第4話

 しかし、呼び出し音は鳴るけれどなかなか凜理は電話に出ない。そうするうちに留守電に切り替わってしまった。

 一応、留守電に要件を残しておこうと口を開き掛けたとき——。


「あつっ」


 いきなり火がついたように腰の辺りが熱くなってきた。銅鏡を入れた側のポケットが、今にも燃えそうなほど熱い。


「これは——!?」


 そうか! ピンときた満夜は銅鏡が熱くなる理由をこじつけた。


「凜理が助けを求めている。自宅にいるときにこれほど銅鏡が熱くなることはなかった。凜理は自宅ではないどこかにいることになる。最後に目撃されたのは公園だ。白山くん! 公園に向かうぞ!!」


 そう言って、満夜はボストンバックを手にして、菊瑠が追いかけてくるのも確認せずに駆け出した。


「あーん、先輩、呪歌はどうするんですか!!」

「そんなことはあとだ! 我が部員のピンチかもしれぬ。助けに行くぞ!」


 全力疾走の満夜の後ろを、乙女走りで菊瑠が追いかけていくのだった。




***




 とは言っても、千本鳥居から平坂公園までけっこう距離がある。走るには持続力が足りなかった。


「はぁはぁぜぇぜぇ……」


 無念……という顔をして、満夜は膝に手をついて肩で息をした。


「せんぱぁい」


 その後ろを乙女走りでようやく菊瑠が追いついた。


「大丈夫でしょうか?」


 菊瑠は体力に自信があるようですぐに息が整う。

 満夜はインドア派なので、年の割に体力が残念な感じだ。


「大丈夫じゃない。尻が熱い」


 ポケットの中の銅鏡が熱せられたように赤々と輝いているのも気になる。


「薙野先輩のことです」

「ああ……電話に出ないのはおかしい。オレとの約束を破ったときの恐ろしさを知っているはずだからな」


 あともう少しで公園というところで満夜は立ち止まったまま、くしゃくしゃのハンカチをポケットに突っ込んで、銅鏡を取りだした。

 鏡面が真っ赤に染まっている。


「何が起こってるのだ。これはもしや封印が解かれる前兆なのだろうか!?」


 満夜がわざとらしいくらいの驚愕した表情を浮かべた。


「しかし、今はそれどころではない。銅鏡のことは……」


 と言いかけたところで、銅鏡の鏡面がギラリと照り輝いた。

 満夜はポケットにしまう手を止め、銅鏡を覗き込んだ。

 鏡面が黒々と渦を巻いている。今までにない反応に、満夜は久方ぶりにぞっとしたが、口からは意に反した笑いが起こった。

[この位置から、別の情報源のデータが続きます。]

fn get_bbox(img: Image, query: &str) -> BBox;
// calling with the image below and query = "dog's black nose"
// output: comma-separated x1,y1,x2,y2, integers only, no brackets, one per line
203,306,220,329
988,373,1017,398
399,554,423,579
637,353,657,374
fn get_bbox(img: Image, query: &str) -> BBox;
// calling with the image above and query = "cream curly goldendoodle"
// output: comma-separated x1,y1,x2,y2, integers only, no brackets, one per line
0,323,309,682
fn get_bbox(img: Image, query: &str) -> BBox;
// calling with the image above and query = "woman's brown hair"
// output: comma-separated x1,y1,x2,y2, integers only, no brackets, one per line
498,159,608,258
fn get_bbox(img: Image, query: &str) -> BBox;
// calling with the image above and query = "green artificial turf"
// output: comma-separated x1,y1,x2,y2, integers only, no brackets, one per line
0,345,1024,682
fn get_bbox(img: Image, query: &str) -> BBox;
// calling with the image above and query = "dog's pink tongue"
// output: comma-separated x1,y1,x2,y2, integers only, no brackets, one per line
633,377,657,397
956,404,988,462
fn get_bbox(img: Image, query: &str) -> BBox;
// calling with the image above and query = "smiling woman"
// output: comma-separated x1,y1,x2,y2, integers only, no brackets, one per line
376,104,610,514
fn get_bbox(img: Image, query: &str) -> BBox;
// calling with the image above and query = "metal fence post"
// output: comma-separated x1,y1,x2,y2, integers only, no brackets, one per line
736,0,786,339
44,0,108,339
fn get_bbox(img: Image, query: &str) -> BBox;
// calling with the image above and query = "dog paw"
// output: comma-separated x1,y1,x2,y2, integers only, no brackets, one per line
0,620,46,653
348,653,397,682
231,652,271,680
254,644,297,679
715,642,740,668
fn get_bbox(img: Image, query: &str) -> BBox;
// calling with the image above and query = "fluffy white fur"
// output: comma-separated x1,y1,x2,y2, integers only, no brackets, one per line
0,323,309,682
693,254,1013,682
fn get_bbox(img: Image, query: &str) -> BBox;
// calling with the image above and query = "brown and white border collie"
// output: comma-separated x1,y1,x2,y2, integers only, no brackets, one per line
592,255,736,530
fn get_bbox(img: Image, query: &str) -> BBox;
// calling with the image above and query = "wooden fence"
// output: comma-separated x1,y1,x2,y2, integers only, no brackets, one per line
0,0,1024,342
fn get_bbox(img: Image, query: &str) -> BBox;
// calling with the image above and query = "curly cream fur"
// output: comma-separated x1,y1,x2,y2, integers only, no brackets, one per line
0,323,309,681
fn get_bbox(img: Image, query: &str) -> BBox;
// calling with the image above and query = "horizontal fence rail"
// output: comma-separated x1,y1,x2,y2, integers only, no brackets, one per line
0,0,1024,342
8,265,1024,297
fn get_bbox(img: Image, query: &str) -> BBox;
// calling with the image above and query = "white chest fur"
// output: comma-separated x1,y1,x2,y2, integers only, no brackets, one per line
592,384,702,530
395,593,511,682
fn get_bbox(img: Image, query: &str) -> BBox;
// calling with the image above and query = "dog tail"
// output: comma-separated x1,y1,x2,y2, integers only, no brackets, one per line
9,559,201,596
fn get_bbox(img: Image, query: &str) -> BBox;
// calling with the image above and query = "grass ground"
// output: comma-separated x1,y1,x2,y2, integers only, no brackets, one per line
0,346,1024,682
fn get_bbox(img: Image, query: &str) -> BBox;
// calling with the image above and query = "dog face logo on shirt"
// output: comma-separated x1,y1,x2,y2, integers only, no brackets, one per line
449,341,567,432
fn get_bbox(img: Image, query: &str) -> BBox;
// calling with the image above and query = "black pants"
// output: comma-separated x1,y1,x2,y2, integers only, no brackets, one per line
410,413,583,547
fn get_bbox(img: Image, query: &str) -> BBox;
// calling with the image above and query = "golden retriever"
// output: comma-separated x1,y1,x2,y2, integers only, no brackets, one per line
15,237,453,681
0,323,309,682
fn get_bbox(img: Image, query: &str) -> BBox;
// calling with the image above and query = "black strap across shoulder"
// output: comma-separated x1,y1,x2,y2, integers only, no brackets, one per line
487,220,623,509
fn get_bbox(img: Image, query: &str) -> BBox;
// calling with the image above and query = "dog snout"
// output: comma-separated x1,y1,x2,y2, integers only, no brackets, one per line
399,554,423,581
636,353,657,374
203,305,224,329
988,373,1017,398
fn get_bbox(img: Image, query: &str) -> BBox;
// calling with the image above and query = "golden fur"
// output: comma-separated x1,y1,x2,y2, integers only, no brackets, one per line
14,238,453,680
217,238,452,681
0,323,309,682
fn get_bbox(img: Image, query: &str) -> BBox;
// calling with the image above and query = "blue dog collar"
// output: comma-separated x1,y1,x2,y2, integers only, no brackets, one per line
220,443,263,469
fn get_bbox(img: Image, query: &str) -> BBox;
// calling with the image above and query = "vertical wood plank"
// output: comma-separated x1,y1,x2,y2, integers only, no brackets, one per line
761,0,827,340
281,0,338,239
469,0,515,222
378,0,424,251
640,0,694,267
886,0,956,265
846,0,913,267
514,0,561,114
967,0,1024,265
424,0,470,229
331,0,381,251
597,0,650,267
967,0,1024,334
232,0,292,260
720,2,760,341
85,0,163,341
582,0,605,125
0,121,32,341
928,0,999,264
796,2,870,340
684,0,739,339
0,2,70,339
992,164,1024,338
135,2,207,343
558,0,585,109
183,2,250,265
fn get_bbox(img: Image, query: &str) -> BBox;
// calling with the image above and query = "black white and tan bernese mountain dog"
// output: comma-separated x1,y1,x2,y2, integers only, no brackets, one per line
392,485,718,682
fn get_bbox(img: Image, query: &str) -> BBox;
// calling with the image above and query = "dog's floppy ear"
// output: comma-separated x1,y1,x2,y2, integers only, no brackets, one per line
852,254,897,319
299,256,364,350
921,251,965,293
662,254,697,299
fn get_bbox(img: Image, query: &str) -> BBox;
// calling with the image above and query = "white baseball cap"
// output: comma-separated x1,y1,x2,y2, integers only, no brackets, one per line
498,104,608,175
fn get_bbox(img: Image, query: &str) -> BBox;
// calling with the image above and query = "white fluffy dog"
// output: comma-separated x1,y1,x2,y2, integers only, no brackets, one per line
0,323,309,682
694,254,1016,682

「ふ、ふははははははは! これは……この銅鏡がまさに災いを生み出すかのように黒く染まったではないか! 銅鏡! オレの言葉に応えるのだ。我に力を!!」

「芦屋先輩、今はそんなときじゃないです」


 意外に冷静な菊瑠が突っ込んできた。

 しかし、銅鏡は満夜の言葉に反応したのだ。


 ——ウルルルルルルルルゥ!! それほどまでに力が欲しいかぁ!


 それは地を這うように低い声だった。

 満夜は熱い銅鏡を右手に握りしめ、鏡面を見入った。


「銅鏡が……!! しゃべったぞ!」


 銅鏡から声が発せられたことのほうに驚いて、菊瑠にその鏡面を向ける。


「わぁ、恐いです!! 芦屋先輩」


 菊瑠が目をつぶって手で顔を庇った。


「銅鏡がしゃべるんだぞ! 口もないのに言葉を発した!」


 満夜はおどろおどろしくうなる銅鏡をしげしげと見つめた。


「ぬう。これぞ、崇徳院のなせる技かっ!」

「崇徳院が中にいるんですか?」


 菊瑠がこわごわ近寄ってくるが、銅鏡事態が恐いらしく、一メートル以内に入ってこない。


「そうだ!」


 ぐっと銅鏡を菊瑠に向けて、ずいずいと近づいてくる満夜から、じりじりと菊瑠は後ずさる。


「芦屋先輩、近づけないでください」

「おそろ、しく、はない」


 ちょっと自信なさげに満夜は答えた。


「恐ろしくはないが気持ちが悪いな」


 改めて、銅鏡に問いかける。


「力が欲しいだと!? たかが銅鏡に封じられたキサマに何ができる」


 正論である。それを感じ取ったのか、銅鏡から聞こえていたうなり声がやんだ。それでも諦めないのか、銅鏡の声が訴えかけてくる。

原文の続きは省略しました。